Un luogo da preservare? "Tra le varie domande che pongo nel libro, c’è questa: perché lo stadio di San Siro non può essere destinato agli incontri della Nazionale come avviene in Francia con lo Stade de France? Gli Azzurri al Meazza non hanno mai perso".

Proposta interessante. Ma realistica? E in quale scenario? "Se i club non trovassero soddisfazione alle loro richieste rispetto all’attuale progetto e decidessero di realizzare il nuovo stadio altrove, perché non far diventare San Siro lo stadio della Nazionale?"

E se il nuovo stadio, invece, si facesse nell’area di San Siro, meglio “La Cattedrale’’ di Populous o “Gli Anelli’’ di Manica? "Gli Anelli.
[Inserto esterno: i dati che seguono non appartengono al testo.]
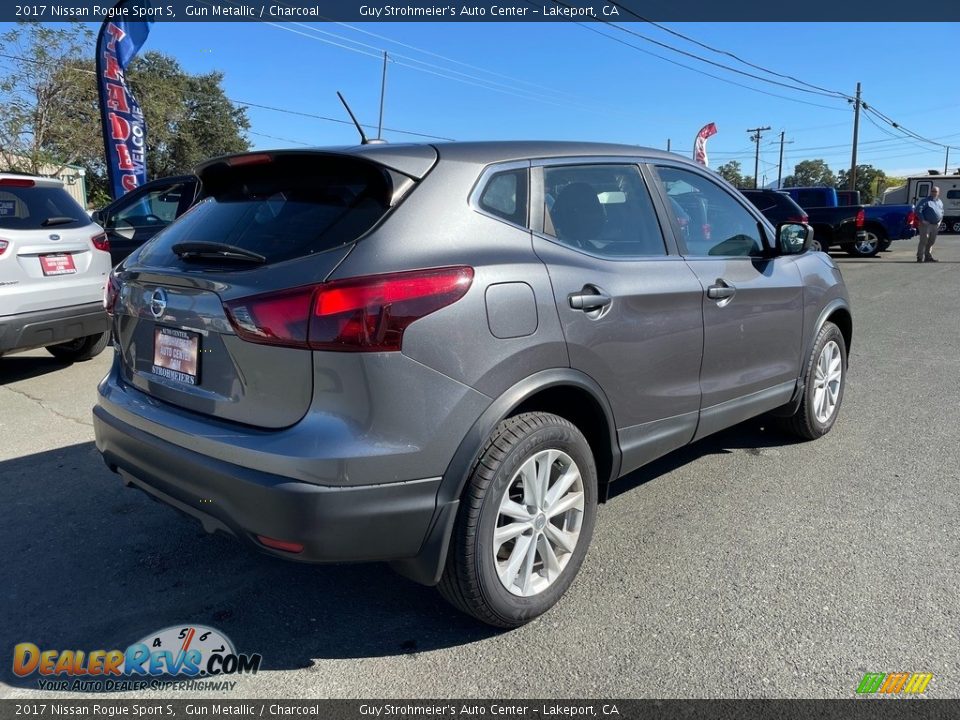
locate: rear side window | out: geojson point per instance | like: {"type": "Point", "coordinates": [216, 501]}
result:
{"type": "Point", "coordinates": [710, 220]}
{"type": "Point", "coordinates": [505, 195]}
{"type": "Point", "coordinates": [284, 208]}
{"type": "Point", "coordinates": [38, 207]}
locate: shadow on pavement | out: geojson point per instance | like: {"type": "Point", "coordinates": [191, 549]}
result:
{"type": "Point", "coordinates": [14, 368]}
{"type": "Point", "coordinates": [91, 565]}
{"type": "Point", "coordinates": [94, 565]}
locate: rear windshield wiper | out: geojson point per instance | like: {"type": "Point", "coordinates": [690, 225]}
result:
{"type": "Point", "coordinates": [215, 251]}
{"type": "Point", "coordinates": [59, 220]}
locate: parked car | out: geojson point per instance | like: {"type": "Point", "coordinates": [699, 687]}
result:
{"type": "Point", "coordinates": [778, 207]}
{"type": "Point", "coordinates": [876, 226]}
{"type": "Point", "coordinates": [442, 355]}
{"type": "Point", "coordinates": [54, 263]}
{"type": "Point", "coordinates": [136, 217]}
{"type": "Point", "coordinates": [917, 188]}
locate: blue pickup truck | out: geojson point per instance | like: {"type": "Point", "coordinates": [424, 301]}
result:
{"type": "Point", "coordinates": [876, 225]}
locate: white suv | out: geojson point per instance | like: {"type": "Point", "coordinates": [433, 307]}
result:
{"type": "Point", "coordinates": [54, 262]}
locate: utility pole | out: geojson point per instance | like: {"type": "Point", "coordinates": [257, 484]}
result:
{"type": "Point", "coordinates": [852, 182]}
{"type": "Point", "coordinates": [780, 166]}
{"type": "Point", "coordinates": [757, 134]}
{"type": "Point", "coordinates": [383, 92]}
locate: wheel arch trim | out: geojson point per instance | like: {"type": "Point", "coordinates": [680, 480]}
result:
{"type": "Point", "coordinates": [427, 567]}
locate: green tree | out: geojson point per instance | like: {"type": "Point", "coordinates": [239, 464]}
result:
{"type": "Point", "coordinates": [871, 182]}
{"type": "Point", "coordinates": [51, 111]}
{"type": "Point", "coordinates": [811, 173]}
{"type": "Point", "coordinates": [731, 172]}
{"type": "Point", "coordinates": [38, 127]}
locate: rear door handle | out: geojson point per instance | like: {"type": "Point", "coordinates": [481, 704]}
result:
{"type": "Point", "coordinates": [588, 299]}
{"type": "Point", "coordinates": [721, 290]}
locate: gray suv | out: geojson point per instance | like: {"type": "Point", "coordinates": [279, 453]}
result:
{"type": "Point", "coordinates": [442, 355]}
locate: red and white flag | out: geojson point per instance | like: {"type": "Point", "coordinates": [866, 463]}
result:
{"type": "Point", "coordinates": [700, 144]}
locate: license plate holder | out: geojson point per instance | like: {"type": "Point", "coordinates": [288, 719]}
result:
{"type": "Point", "coordinates": [176, 355]}
{"type": "Point", "coordinates": [57, 264]}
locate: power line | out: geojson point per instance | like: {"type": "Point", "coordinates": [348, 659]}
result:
{"type": "Point", "coordinates": [437, 70]}
{"type": "Point", "coordinates": [667, 46]}
{"type": "Point", "coordinates": [236, 101]}
{"type": "Point", "coordinates": [699, 71]}
{"type": "Point", "coordinates": [729, 54]}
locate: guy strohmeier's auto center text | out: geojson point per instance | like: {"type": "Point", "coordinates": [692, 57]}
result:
{"type": "Point", "coordinates": [255, 11]}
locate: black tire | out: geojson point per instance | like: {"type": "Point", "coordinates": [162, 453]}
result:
{"type": "Point", "coordinates": [80, 349]}
{"type": "Point", "coordinates": [804, 422]}
{"type": "Point", "coordinates": [470, 581]}
{"type": "Point", "coordinates": [869, 247]}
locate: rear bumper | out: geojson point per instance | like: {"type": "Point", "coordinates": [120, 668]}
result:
{"type": "Point", "coordinates": [49, 327]}
{"type": "Point", "coordinates": [334, 524]}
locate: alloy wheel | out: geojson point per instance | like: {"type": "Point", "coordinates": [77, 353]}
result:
{"type": "Point", "coordinates": [827, 379]}
{"type": "Point", "coordinates": [867, 246]}
{"type": "Point", "coordinates": [538, 522]}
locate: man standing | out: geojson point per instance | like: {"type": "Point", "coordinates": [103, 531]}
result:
{"type": "Point", "coordinates": [930, 212]}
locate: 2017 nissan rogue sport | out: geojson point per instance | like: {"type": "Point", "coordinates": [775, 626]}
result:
{"type": "Point", "coordinates": [441, 355]}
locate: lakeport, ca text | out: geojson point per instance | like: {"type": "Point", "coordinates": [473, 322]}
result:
{"type": "Point", "coordinates": [266, 11]}
{"type": "Point", "coordinates": [228, 709]}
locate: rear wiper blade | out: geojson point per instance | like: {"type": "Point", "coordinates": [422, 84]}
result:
{"type": "Point", "coordinates": [215, 251]}
{"type": "Point", "coordinates": [59, 220]}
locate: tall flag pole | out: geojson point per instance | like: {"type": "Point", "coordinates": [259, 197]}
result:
{"type": "Point", "coordinates": [124, 127]}
{"type": "Point", "coordinates": [700, 144]}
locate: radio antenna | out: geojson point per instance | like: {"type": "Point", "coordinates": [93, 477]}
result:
{"type": "Point", "coordinates": [363, 137]}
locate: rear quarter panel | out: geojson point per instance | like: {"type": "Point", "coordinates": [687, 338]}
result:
{"type": "Point", "coordinates": [435, 226]}
{"type": "Point", "coordinates": [823, 287]}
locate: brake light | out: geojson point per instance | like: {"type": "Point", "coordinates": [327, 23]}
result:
{"type": "Point", "coordinates": [285, 545]}
{"type": "Point", "coordinates": [111, 290]}
{"type": "Point", "coordinates": [101, 242]}
{"type": "Point", "coordinates": [365, 314]}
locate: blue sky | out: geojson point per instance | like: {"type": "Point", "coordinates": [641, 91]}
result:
{"type": "Point", "coordinates": [560, 80]}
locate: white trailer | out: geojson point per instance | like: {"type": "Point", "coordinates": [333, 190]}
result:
{"type": "Point", "coordinates": [918, 188]}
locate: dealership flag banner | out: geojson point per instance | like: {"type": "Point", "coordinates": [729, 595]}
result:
{"type": "Point", "coordinates": [700, 145]}
{"type": "Point", "coordinates": [124, 128]}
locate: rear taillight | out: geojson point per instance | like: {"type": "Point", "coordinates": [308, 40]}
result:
{"type": "Point", "coordinates": [110, 292]}
{"type": "Point", "coordinates": [101, 242]}
{"type": "Point", "coordinates": [366, 314]}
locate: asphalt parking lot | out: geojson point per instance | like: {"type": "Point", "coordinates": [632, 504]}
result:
{"type": "Point", "coordinates": [747, 565]}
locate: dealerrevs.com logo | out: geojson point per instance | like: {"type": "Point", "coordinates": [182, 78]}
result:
{"type": "Point", "coordinates": [198, 657]}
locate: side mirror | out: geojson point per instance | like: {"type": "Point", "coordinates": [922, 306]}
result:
{"type": "Point", "coordinates": [794, 238]}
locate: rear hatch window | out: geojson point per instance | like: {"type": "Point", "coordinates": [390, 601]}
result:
{"type": "Point", "coordinates": [276, 208]}
{"type": "Point", "coordinates": [38, 207]}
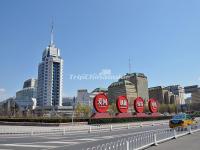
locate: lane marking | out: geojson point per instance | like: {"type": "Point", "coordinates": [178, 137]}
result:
{"type": "Point", "coordinates": [24, 145]}
{"type": "Point", "coordinates": [88, 139]}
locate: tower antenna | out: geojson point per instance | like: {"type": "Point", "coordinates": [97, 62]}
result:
{"type": "Point", "coordinates": [129, 64]}
{"type": "Point", "coordinates": [52, 25]}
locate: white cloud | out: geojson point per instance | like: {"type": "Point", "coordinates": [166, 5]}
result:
{"type": "Point", "coordinates": [2, 94]}
{"type": "Point", "coordinates": [2, 90]}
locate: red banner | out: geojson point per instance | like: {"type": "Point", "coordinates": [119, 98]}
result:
{"type": "Point", "coordinates": [153, 107]}
{"type": "Point", "coordinates": [122, 104]}
{"type": "Point", "coordinates": [139, 105]}
{"type": "Point", "coordinates": [100, 103]}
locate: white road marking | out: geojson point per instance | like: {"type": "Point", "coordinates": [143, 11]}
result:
{"type": "Point", "coordinates": [24, 145]}
{"type": "Point", "coordinates": [88, 139]}
{"type": "Point", "coordinates": [61, 142]}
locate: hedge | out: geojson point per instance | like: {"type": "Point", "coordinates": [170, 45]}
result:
{"type": "Point", "coordinates": [123, 120]}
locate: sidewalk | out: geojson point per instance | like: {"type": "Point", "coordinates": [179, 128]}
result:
{"type": "Point", "coordinates": [189, 142]}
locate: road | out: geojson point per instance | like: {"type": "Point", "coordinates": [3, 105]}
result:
{"type": "Point", "coordinates": [189, 142]}
{"type": "Point", "coordinates": [68, 142]}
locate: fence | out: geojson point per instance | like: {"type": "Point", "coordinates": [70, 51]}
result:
{"type": "Point", "coordinates": [70, 130]}
{"type": "Point", "coordinates": [145, 139]}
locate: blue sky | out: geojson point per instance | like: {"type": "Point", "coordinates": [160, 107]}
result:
{"type": "Point", "coordinates": [162, 39]}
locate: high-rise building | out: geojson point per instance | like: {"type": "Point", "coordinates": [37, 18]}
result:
{"type": "Point", "coordinates": [83, 97]}
{"type": "Point", "coordinates": [163, 95]}
{"type": "Point", "coordinates": [50, 77]}
{"type": "Point", "coordinates": [132, 85]}
{"type": "Point", "coordinates": [177, 90]}
{"type": "Point", "coordinates": [141, 84]}
{"type": "Point", "coordinates": [195, 105]}
{"type": "Point", "coordinates": [26, 98]}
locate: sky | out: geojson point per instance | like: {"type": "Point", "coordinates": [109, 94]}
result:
{"type": "Point", "coordinates": [160, 37]}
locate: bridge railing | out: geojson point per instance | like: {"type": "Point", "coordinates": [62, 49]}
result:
{"type": "Point", "coordinates": [70, 130]}
{"type": "Point", "coordinates": [145, 139]}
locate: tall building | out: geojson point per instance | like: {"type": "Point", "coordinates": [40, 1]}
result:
{"type": "Point", "coordinates": [178, 90]}
{"type": "Point", "coordinates": [163, 95]}
{"type": "Point", "coordinates": [50, 77]}
{"type": "Point", "coordinates": [141, 84]}
{"type": "Point", "coordinates": [195, 105]}
{"type": "Point", "coordinates": [131, 85]}
{"type": "Point", "coordinates": [83, 97]}
{"type": "Point", "coordinates": [26, 98]}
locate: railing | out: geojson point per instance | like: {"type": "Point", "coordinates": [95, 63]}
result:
{"type": "Point", "coordinates": [143, 140]}
{"type": "Point", "coordinates": [70, 130]}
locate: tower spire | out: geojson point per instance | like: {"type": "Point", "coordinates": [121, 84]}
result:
{"type": "Point", "coordinates": [51, 42]}
{"type": "Point", "coordinates": [129, 64]}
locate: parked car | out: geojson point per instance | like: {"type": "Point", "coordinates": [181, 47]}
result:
{"type": "Point", "coordinates": [181, 120]}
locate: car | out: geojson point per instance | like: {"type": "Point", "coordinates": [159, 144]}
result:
{"type": "Point", "coordinates": [166, 114]}
{"type": "Point", "coordinates": [181, 120]}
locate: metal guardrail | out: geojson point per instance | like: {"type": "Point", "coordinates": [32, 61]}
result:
{"type": "Point", "coordinates": [27, 131]}
{"type": "Point", "coordinates": [143, 140]}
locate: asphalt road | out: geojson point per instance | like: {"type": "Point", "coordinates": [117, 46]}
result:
{"type": "Point", "coordinates": [189, 142]}
{"type": "Point", "coordinates": [68, 142]}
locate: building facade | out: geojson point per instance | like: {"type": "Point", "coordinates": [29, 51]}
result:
{"type": "Point", "coordinates": [195, 101]}
{"type": "Point", "coordinates": [26, 98]}
{"type": "Point", "coordinates": [178, 90]}
{"type": "Point", "coordinates": [163, 95]}
{"type": "Point", "coordinates": [132, 85]}
{"type": "Point", "coordinates": [50, 77]}
{"type": "Point", "coordinates": [83, 97]}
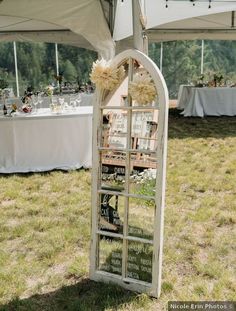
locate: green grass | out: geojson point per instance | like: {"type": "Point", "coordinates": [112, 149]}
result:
{"type": "Point", "coordinates": [45, 229]}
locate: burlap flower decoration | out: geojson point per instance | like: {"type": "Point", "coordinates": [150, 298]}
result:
{"type": "Point", "coordinates": [142, 88]}
{"type": "Point", "coordinates": [106, 76]}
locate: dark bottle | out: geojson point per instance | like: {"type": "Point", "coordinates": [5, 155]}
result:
{"type": "Point", "coordinates": [4, 109]}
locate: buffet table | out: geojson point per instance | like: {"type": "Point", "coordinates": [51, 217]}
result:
{"type": "Point", "coordinates": [207, 101]}
{"type": "Point", "coordinates": [45, 140]}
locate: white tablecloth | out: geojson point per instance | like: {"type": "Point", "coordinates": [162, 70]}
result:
{"type": "Point", "coordinates": [205, 101]}
{"type": "Point", "coordinates": [46, 141]}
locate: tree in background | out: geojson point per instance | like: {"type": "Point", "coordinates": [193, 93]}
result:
{"type": "Point", "coordinates": [181, 62]}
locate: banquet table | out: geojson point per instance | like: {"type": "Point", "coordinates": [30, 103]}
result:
{"type": "Point", "coordinates": [207, 101]}
{"type": "Point", "coordinates": [46, 140]}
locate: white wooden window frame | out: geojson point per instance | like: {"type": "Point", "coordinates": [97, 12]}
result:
{"type": "Point", "coordinates": [153, 288]}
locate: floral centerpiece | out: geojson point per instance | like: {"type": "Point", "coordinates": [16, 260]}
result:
{"type": "Point", "coordinates": [49, 90]}
{"type": "Point", "coordinates": [106, 76]}
{"type": "Point", "coordinates": [142, 88]}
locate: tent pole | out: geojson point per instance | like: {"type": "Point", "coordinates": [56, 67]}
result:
{"type": "Point", "coordinates": [16, 70]}
{"type": "Point", "coordinates": [57, 62]}
{"type": "Point", "coordinates": [202, 57]}
{"type": "Point", "coordinates": [161, 56]}
{"type": "Point", "coordinates": [137, 27]}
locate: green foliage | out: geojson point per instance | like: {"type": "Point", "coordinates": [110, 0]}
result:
{"type": "Point", "coordinates": [37, 64]}
{"type": "Point", "coordinates": [181, 61]}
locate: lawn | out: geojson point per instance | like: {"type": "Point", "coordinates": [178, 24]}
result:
{"type": "Point", "coordinates": [45, 229]}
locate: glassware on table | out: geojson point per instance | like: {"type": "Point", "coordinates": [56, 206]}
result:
{"type": "Point", "coordinates": [35, 102]}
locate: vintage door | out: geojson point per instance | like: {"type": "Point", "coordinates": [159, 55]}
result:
{"type": "Point", "coordinates": [129, 166]}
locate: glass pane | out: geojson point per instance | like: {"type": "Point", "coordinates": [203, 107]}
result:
{"type": "Point", "coordinates": [111, 212]}
{"type": "Point", "coordinates": [114, 129]}
{"type": "Point", "coordinates": [113, 168]}
{"type": "Point", "coordinates": [139, 265]}
{"type": "Point", "coordinates": [143, 170]}
{"type": "Point", "coordinates": [144, 130]}
{"type": "Point", "coordinates": [141, 218]}
{"type": "Point", "coordinates": [110, 255]}
{"type": "Point", "coordinates": [142, 88]}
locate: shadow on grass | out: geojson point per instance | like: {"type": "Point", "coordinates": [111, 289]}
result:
{"type": "Point", "coordinates": [83, 296]}
{"type": "Point", "coordinates": [183, 127]}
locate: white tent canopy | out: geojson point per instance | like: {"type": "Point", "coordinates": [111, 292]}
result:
{"type": "Point", "coordinates": [84, 23]}
{"type": "Point", "coordinates": [75, 22]}
{"type": "Point", "coordinates": [180, 20]}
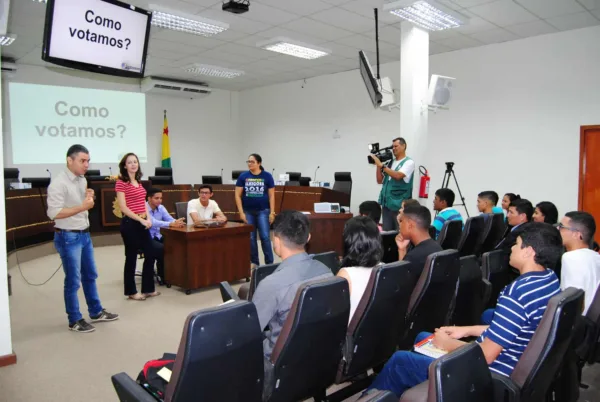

Milano il suo Duomo già ce l’ha".

Il nuovo impianto dovrebbe conservare l’intitolazione a Giuseppe Meazza o adeguarsi al nome di uno sponsor? "Bisognerebbe salvaguardare la storia e trovare un compromesso".

Il nuovo stadio nascerebbe nel Parco dei Capitani dedicato a suo padre e a Cesare Maldini... "Sì, me ne sono reso conto studiando il progetto del nuovo stadio per il mio volume".

Nel libro lei fa capire che preferisce che Inter e Milan restino a giocare nello stesso stadio per il legame storico che lega le società. E ricorda che nel 1965 la squadra rossonerazzurra MilanInter United sfidò il Chelsea, una partita che molti tifosi non ricordano. "Il legame tra i due club è unico. L’Inter nasce da una costola del Milan. Certo, c’è la rivalità, ma c’è anche molta sportività tra opposte tifoserie, un fatto impensabile a Roma, ad esempio".